Building multi-regression model throws error: `Pandas data cast to numpy dtype of object. Check input data with np.asarray(data).`
Asked Answered
A

5

51

I have pandas dataframe with some categorical predictors (i.e. variables) as 0 & 1, and some numeric variables. When I fit that to a stasmodel like:

est = sm.OLS(y, X).fit()

It throws:

Pandas data cast to numpy dtype of object. Check input data with np.asarray(data). 

I converted all the dtypes of the DataFrame using df.convert_objects(convert_numeric=True)

After this all dtypes of dataframe variables appear as int32 or int64. But at the end it still shows dtype: object, like this:

4516        int32
4523        int32
4525        int32
4531        int32
4533        int32
4542        int32
4562        int32
sex         int64
race        int64
dispstd     int64
age_days    int64
dtype: object

Here 4516, 4523 are variable labels.

Any idea? I need to build a multi-regression model on more than hundreds of variables. For that I have concatenated 3 pandas DataFrames to come up with final DataFrame to be used in model building.

Alphabetize answered 20/11, 2015 at 18:42 Comment(3)
The output you're seeing is as expected.
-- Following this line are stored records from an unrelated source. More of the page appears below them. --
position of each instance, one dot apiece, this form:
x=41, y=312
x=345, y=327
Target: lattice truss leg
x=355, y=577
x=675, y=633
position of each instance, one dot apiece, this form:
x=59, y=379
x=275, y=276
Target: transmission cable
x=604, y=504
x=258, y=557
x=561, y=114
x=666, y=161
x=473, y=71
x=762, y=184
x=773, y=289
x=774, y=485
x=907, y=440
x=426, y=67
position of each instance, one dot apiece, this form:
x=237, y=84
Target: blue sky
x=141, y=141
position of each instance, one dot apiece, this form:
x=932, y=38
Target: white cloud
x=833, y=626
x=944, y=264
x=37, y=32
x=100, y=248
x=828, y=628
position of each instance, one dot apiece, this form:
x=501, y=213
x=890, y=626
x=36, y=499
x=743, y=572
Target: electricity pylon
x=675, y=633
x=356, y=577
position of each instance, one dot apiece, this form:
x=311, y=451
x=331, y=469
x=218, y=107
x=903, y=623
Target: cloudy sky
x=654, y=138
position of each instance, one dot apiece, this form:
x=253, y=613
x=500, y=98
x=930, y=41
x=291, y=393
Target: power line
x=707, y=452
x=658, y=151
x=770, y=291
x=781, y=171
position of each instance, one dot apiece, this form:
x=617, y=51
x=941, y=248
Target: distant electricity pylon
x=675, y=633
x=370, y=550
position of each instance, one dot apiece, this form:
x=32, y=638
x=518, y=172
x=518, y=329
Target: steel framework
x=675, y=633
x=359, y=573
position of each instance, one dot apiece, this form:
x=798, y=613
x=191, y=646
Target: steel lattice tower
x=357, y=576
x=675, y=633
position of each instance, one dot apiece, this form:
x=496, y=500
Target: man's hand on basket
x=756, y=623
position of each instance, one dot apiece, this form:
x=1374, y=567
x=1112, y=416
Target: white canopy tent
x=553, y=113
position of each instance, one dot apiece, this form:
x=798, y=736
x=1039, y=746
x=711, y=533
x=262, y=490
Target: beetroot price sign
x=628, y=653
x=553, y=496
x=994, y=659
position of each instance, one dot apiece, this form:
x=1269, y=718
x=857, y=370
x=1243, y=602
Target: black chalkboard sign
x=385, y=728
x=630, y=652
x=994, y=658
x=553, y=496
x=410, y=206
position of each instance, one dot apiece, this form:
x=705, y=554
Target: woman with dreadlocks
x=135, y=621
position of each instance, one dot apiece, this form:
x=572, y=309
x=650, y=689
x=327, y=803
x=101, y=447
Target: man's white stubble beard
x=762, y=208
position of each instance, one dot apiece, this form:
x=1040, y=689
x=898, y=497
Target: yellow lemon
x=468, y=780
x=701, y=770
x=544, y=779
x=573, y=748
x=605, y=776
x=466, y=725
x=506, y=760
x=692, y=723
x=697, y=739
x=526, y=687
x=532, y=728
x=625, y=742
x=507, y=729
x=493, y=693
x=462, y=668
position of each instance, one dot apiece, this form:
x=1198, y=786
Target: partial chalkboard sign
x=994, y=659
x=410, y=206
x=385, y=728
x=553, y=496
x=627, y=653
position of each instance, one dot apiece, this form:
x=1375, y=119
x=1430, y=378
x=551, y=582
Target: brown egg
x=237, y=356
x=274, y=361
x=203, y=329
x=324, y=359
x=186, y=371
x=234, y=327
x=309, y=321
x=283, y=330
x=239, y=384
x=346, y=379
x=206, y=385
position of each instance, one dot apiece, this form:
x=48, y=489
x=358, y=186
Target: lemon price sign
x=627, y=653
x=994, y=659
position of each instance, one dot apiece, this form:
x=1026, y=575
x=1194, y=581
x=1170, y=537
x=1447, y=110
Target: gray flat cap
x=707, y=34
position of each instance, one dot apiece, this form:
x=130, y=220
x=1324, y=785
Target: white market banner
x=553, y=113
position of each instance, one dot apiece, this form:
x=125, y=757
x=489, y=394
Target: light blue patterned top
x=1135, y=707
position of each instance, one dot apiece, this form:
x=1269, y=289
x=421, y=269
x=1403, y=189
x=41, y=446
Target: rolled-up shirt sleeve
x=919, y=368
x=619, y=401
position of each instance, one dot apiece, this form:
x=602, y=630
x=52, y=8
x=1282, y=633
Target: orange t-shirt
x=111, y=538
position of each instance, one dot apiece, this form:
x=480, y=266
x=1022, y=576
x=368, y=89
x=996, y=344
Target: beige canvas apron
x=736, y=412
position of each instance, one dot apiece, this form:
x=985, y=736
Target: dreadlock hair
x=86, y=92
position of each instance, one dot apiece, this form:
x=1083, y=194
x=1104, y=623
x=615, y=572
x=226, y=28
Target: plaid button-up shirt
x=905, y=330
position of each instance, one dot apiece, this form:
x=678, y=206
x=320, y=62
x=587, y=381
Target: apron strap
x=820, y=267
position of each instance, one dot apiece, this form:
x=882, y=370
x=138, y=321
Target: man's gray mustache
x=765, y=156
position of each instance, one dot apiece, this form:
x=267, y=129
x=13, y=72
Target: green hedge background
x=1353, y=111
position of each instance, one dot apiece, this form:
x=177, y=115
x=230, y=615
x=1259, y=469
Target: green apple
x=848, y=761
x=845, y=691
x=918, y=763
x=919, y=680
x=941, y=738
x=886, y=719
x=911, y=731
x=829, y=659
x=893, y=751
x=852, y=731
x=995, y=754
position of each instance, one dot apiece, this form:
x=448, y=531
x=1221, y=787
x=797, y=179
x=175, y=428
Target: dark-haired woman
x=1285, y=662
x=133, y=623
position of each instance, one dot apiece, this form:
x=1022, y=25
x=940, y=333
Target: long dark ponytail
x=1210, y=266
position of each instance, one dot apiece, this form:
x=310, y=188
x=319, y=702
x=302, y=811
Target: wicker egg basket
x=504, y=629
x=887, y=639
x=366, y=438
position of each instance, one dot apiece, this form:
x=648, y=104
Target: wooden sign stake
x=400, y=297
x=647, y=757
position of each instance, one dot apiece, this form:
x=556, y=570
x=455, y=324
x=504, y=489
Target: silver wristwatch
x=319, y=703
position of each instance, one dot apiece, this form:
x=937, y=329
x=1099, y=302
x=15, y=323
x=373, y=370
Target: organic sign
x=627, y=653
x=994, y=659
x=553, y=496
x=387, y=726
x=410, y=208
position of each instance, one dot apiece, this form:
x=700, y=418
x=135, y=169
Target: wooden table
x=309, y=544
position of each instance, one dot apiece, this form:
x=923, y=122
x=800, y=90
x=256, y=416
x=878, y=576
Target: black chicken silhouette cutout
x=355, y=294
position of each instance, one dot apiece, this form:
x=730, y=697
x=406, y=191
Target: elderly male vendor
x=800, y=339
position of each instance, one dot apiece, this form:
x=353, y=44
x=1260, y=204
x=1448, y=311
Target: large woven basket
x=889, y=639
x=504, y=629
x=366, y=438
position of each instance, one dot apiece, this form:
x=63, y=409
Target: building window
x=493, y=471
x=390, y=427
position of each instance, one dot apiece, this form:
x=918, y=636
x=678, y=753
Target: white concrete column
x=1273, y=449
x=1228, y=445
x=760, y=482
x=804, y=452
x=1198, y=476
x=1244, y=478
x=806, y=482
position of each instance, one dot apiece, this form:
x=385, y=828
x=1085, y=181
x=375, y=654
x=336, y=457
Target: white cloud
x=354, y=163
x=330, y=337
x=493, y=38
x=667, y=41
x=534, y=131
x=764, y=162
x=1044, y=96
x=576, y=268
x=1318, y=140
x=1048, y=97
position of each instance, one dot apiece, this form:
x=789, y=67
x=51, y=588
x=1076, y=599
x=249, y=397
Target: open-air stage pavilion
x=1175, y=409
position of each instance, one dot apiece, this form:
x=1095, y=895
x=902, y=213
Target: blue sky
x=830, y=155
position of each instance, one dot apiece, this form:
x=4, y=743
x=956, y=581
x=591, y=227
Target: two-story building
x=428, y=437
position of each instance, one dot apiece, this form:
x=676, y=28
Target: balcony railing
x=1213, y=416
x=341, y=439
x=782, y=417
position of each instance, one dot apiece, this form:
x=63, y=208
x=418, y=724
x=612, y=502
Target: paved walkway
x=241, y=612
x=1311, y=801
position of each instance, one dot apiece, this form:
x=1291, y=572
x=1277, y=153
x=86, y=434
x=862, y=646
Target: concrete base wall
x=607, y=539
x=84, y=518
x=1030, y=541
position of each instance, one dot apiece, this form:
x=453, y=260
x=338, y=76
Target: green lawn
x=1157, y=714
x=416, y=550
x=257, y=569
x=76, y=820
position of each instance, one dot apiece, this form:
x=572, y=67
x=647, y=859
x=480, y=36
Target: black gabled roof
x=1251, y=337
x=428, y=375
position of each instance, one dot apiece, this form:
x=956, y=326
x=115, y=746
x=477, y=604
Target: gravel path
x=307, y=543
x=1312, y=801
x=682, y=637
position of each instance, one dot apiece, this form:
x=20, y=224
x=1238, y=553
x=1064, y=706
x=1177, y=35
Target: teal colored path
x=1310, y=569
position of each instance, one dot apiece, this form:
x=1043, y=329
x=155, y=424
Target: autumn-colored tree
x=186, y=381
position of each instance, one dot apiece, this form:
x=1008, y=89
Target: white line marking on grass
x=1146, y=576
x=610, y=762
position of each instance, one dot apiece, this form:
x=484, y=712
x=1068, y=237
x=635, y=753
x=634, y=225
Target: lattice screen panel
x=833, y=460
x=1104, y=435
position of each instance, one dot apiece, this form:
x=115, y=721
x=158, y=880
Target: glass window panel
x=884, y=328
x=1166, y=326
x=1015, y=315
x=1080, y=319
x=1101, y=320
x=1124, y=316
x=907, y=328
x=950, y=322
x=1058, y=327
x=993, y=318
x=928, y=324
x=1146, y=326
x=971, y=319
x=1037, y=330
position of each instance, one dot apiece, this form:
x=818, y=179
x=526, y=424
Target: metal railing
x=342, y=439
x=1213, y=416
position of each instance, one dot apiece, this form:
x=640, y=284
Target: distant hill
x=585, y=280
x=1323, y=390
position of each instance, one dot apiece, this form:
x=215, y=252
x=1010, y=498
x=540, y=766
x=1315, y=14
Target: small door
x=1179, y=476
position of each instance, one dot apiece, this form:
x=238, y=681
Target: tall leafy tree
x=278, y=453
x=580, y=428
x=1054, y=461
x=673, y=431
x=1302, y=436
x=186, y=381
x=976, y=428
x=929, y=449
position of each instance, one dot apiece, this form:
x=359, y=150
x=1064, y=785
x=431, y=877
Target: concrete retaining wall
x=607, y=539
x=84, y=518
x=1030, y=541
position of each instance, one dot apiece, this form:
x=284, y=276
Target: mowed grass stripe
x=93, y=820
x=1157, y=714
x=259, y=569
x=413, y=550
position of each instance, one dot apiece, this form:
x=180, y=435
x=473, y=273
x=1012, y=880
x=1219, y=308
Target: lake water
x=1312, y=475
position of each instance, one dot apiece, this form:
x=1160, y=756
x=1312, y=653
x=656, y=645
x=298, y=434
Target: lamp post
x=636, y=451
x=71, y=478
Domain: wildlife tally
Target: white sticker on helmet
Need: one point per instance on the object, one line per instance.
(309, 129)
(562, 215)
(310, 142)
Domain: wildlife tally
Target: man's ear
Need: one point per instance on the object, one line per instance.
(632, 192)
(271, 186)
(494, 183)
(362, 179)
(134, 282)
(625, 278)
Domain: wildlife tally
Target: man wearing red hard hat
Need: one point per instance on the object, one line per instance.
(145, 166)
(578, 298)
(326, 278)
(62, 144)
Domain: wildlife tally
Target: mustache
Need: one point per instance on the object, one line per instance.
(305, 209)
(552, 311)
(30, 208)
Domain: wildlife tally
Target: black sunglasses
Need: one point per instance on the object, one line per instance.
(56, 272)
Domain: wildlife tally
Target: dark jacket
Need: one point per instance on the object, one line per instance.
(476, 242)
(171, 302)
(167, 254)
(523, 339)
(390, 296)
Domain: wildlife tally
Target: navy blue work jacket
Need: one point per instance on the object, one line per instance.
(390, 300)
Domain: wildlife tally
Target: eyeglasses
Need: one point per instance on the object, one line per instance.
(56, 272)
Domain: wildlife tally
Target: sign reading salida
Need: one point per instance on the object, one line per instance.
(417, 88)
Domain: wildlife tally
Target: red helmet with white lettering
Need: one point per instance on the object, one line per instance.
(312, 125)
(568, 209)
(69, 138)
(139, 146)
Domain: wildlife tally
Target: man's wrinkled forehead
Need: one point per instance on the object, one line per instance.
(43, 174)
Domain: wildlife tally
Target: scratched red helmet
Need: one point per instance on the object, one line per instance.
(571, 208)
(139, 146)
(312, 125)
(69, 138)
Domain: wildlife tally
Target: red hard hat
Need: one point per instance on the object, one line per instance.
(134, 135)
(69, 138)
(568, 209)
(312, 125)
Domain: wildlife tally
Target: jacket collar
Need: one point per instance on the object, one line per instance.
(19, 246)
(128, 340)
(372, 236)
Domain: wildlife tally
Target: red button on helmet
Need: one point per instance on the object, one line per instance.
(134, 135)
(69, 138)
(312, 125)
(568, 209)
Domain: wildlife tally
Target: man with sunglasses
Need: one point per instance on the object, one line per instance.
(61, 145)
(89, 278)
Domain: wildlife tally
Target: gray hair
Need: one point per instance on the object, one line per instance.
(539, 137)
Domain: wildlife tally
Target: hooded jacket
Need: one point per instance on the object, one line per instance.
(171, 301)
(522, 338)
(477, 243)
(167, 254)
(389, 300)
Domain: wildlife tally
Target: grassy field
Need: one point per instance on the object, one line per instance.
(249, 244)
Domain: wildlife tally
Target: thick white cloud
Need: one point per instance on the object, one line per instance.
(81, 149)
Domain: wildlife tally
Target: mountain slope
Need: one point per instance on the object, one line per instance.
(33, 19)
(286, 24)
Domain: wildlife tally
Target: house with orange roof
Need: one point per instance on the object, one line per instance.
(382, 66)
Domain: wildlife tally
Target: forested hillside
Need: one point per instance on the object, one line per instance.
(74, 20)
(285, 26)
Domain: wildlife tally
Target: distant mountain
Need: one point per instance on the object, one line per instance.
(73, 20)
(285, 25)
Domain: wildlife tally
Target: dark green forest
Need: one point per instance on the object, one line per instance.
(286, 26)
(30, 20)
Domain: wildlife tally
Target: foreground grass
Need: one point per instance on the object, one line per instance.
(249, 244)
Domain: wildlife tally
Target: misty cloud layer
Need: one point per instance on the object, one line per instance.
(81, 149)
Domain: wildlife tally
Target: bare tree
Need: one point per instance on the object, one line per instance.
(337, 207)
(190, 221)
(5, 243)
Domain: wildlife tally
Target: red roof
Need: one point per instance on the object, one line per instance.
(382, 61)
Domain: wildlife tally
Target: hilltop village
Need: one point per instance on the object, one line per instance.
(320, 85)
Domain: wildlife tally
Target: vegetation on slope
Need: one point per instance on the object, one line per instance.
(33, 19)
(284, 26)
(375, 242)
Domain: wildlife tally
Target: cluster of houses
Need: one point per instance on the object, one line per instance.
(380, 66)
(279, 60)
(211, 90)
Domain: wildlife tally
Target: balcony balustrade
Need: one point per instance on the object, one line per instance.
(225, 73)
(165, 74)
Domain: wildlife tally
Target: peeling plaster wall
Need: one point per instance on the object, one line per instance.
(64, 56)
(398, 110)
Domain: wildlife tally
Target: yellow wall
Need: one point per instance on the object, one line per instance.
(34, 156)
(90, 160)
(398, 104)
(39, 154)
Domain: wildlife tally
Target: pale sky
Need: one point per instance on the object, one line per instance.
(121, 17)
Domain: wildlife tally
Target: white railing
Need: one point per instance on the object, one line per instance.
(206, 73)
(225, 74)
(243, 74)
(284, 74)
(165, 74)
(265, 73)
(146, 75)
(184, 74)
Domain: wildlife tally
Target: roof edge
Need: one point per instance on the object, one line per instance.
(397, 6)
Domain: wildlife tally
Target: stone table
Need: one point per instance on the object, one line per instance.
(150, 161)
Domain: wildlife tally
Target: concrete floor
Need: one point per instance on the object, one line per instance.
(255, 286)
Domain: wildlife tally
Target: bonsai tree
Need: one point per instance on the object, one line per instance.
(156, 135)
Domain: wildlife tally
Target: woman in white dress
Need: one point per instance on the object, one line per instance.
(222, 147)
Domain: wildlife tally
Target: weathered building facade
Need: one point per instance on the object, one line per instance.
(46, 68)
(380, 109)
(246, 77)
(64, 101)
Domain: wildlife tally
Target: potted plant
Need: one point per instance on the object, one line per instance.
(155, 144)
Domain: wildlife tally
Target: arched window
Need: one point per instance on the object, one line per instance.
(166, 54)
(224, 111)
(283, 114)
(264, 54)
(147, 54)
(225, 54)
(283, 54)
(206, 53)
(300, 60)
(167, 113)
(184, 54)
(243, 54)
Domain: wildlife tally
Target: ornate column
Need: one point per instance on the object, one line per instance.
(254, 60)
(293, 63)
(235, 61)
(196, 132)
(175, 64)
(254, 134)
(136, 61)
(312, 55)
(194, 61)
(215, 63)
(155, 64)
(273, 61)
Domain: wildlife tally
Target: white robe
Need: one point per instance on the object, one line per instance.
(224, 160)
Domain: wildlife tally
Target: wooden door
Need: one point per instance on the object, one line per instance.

The dtype listed at the end of your output is the dtype of the dtypes series (the result of calling pd.DataFrame.dtypes) and has nothing to do with the types inside of your dataframe. Just try pd.DataFrame(range(100)).dtypesNissie
check np.asarray(X).dtype which should be float64, or int64 which, I think, will be converted to float64 inside statsmodels. Best to check again est.model.exog.dtype to make sure float64 is used in the calculations.Airborne
Note, if the 'object' dtypes are categorical variables like strings, then it is better to use the formula interface which will automatically create a (numerical) dummy encoding for string variables. Otherwise, use pandas categorical to convert to dummy endoding.Airborne
R
66

If X is your dataframe, try using the .astype method to convert to float when running the model:

est = sm.OLS(y, X.astype(float)).fit()
Randazzo answered 17/2, 2016 at 17:43 Comment(5)
so .. converting categorical variables to floats?Heraclea
all categorical variables should be converted into dummy variables before sticking them in the model, so yesRandazzo
And integers are not good enough, they must be floats! Int64 produces the same error as object or category ... sigh.Capernaum
There could be a different possibility that the data types would just need to be corresponding. e.g., strings go with strings, float goes with floats, etc.Scarcely
This is only true if the categorical variable is binary. If not, other coding schemes like dummy or one-hot coding should be used. Otherwise, regression has no way of knowing that the numerical variable is only on nominal scale and mistakes it as continuous.Pyrology
S
23

if both y(dependent) and X are taken from a data frame then type cast both:-

est = sm.OLS(y.astype(float), X.astype(float)).fit()
Salliesallow answered 8/7, 2016 at 4:56 Comment(1)
so .. converting categorical variables to floats?Heraclea
S
5

As Mário and Daniel suggested, yes, the issue is due to categorical values not previously converted into dummy variables.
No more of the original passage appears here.